Publié le 2 août 2026
Votre première déclaration de revenus intervient l'année où vous cessez d'être rattaché au foyer fiscal de vos parents : elle est obligatoire pour tout majeur domicilié en France, même non imposable. Au programme : obtenir un numéro fiscal, déclarer entre avril et juin 2026 vos revenus 2025 en appliquant les exonérations jeunes (5 405€ pour un job étudiant, 21 622€ pour un apprenti), puis recevoir votre premier avis d'imposition durant l'été.
Qui doit déclarer (et pourquoi déclarer même sans impôt)
La règle posée par service-public.gouv.fr est simple : toute personne majeure domiciliée fiscalement en France doit déposer une déclaration de revenus, sauf si elle est rattachée au foyer de ses parents.
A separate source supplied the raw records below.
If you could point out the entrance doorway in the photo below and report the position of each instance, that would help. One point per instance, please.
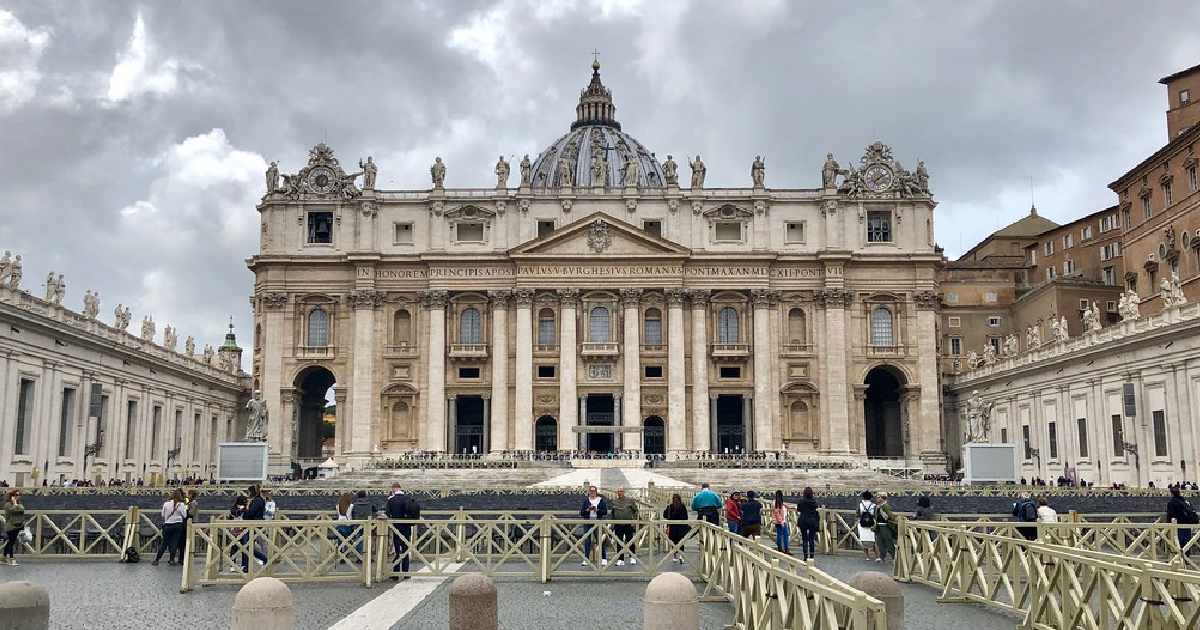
(881, 413)
(654, 436)
(730, 429)
(545, 432)
(600, 413)
(313, 385)
(468, 429)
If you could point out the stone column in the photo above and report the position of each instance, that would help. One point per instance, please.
(567, 360)
(435, 435)
(677, 375)
(498, 420)
(701, 415)
(365, 304)
(834, 365)
(522, 421)
(763, 421)
(633, 357)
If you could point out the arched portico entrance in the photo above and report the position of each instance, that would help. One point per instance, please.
(312, 387)
(882, 414)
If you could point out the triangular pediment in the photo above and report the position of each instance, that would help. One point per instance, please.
(600, 234)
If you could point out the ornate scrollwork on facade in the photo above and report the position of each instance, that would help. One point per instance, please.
(323, 178)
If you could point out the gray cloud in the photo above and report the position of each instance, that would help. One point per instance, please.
(149, 197)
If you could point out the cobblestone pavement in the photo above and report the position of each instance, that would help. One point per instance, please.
(90, 595)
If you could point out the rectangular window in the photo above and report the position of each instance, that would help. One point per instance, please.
(1159, 419)
(66, 419)
(24, 417)
(727, 231)
(468, 372)
(402, 234)
(471, 232)
(879, 226)
(793, 232)
(321, 228)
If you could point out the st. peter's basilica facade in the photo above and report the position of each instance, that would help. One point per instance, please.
(599, 305)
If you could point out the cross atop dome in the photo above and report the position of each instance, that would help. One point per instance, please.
(595, 102)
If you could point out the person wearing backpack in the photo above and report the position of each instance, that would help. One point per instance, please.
(865, 515)
(1026, 511)
(1181, 511)
(401, 505)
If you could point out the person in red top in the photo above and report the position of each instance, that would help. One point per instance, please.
(733, 511)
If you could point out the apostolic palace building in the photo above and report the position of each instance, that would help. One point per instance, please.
(600, 305)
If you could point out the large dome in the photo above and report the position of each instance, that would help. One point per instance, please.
(595, 132)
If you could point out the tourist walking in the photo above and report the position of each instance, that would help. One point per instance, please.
(401, 507)
(624, 509)
(174, 511)
(885, 528)
(733, 511)
(865, 515)
(751, 516)
(676, 533)
(808, 517)
(15, 525)
(779, 519)
(1181, 513)
(594, 508)
(707, 505)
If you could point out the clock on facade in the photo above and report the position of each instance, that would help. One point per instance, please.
(877, 178)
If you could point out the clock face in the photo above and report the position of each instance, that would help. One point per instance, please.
(321, 179)
(877, 178)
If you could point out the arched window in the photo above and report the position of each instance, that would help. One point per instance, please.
(401, 328)
(796, 327)
(652, 328)
(598, 325)
(727, 325)
(318, 328)
(468, 327)
(881, 327)
(546, 327)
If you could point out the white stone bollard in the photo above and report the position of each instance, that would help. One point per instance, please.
(473, 603)
(883, 588)
(24, 606)
(264, 604)
(671, 604)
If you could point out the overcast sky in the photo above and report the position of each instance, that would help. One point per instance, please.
(135, 136)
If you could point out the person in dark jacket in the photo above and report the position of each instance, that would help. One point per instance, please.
(1181, 511)
(676, 533)
(808, 517)
(751, 516)
(405, 507)
(593, 508)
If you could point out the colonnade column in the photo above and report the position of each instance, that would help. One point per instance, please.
(522, 421)
(633, 358)
(435, 435)
(701, 429)
(677, 377)
(763, 421)
(567, 355)
(497, 421)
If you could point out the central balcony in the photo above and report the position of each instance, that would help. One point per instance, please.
(594, 348)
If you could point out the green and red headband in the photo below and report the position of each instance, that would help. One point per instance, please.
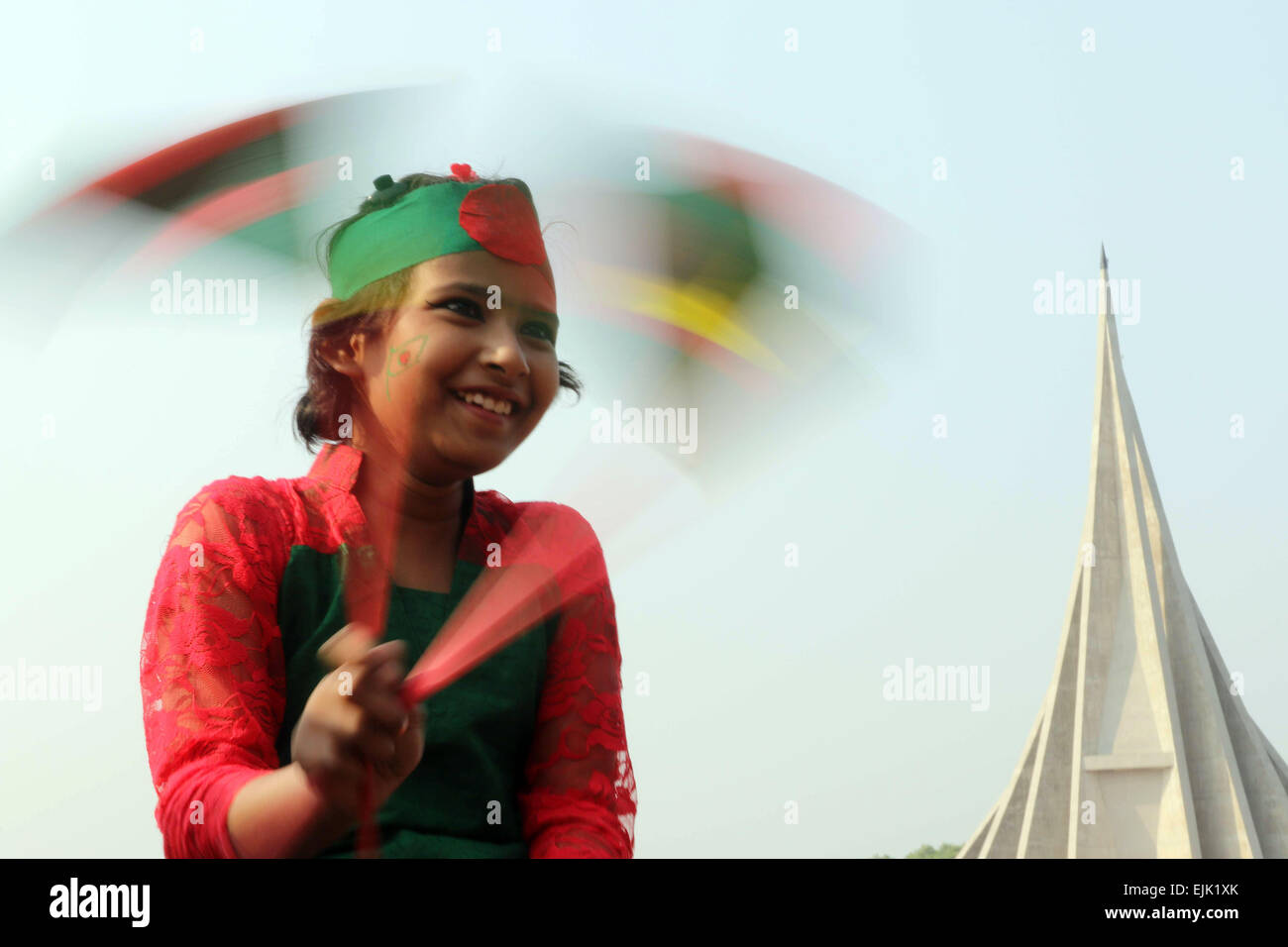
(449, 218)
Le montant des revenus ne joue pas : un étudiant détaché sans le moindre salaire doit déclarer "zéro".
Déclarer sans être imposable n'est pas une corvée inutile, c'est un investissement administratif. L'avis d'imposition (ou de non-imposition) et le revenu fiscal de référence qui en résulte sont exigés partout : dossier de location, bourses, aides au logement, LEP, tarifs sociaux. Un jeune actif sans avis à son nom est invisible pour la plupart des guichets, et régulariser plusieurs années d'un coup est bien plus laborieux que déclarer au fil de l'eau.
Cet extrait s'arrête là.